We restore the pruned mannequin and confirm its efficiency to make sure the pruning course of succeeded. We fine-tune the mannequin to get well accuracy misplaced throughout pruning and consider the ultimate efficiency. We conclude by evaluating metrics, saving artifacts, and operating pattern predictions to validate the optimized mannequin end-to-end.

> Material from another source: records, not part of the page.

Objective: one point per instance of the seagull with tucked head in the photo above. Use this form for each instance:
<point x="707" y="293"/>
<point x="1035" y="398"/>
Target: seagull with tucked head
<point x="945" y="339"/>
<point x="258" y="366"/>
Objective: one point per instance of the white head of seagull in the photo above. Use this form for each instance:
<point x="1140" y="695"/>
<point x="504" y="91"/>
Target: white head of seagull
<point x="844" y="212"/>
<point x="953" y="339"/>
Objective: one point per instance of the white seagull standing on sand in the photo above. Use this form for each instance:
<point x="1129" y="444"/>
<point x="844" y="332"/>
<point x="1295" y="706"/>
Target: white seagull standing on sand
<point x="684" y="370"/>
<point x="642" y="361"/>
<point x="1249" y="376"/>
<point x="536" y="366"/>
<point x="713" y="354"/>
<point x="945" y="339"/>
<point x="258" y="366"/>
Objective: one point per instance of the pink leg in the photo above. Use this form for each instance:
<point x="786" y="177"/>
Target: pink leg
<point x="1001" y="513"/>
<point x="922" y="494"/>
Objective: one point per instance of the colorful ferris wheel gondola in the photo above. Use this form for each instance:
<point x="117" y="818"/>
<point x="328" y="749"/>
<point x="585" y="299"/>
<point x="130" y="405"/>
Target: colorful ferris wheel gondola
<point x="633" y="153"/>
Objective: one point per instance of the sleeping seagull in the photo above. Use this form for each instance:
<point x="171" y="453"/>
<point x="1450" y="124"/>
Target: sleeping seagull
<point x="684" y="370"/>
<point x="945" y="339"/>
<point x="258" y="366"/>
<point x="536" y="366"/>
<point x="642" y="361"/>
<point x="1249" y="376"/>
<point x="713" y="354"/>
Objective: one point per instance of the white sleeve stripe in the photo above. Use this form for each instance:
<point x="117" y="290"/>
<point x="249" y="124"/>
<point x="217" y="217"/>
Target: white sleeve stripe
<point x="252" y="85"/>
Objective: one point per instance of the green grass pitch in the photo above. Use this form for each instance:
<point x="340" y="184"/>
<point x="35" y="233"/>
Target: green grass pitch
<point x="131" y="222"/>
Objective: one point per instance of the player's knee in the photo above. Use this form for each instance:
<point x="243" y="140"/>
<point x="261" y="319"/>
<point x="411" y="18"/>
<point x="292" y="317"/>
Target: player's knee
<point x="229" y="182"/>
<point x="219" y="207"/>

In conclusion, we moved past principle and constructed a whole, production-grade model-optimization pipeline from scratch. We noticed how a dense mannequin is remodeled into an environment friendly, compute-aware community by way of structured pruning, and how fine-tuning restores efficiency whereas retaining effectivity positive aspects. We developed a robust instinct for FLOP constraints, automated structure search, and how FastNAS intelligently navigates the trade-off between accuracy and effectivity. Most importantly, we walked away with a robust, reusable workflow that we are able to apply to any mannequin or dataset, enabling us to systematically design high-performance fashions that aren’t solely correct but in addition really optimized for real-world deployment.

Check out the Full Implementation Coding Notebook. Also, be happy to observe us on Twitter and don’t overlook to be part of our 120k+ ML SubReddit and Subscribe to our Newsletter. Wait! are you on telegram? now you can join us on telegram as well.

The submit Step by Step Guide to Build an End-to-End Model Optimization Pipeline with NVIDIA Model Optimizer Using FastNAS Pruning and Fine-Tuning appeared first on MarkTechPost.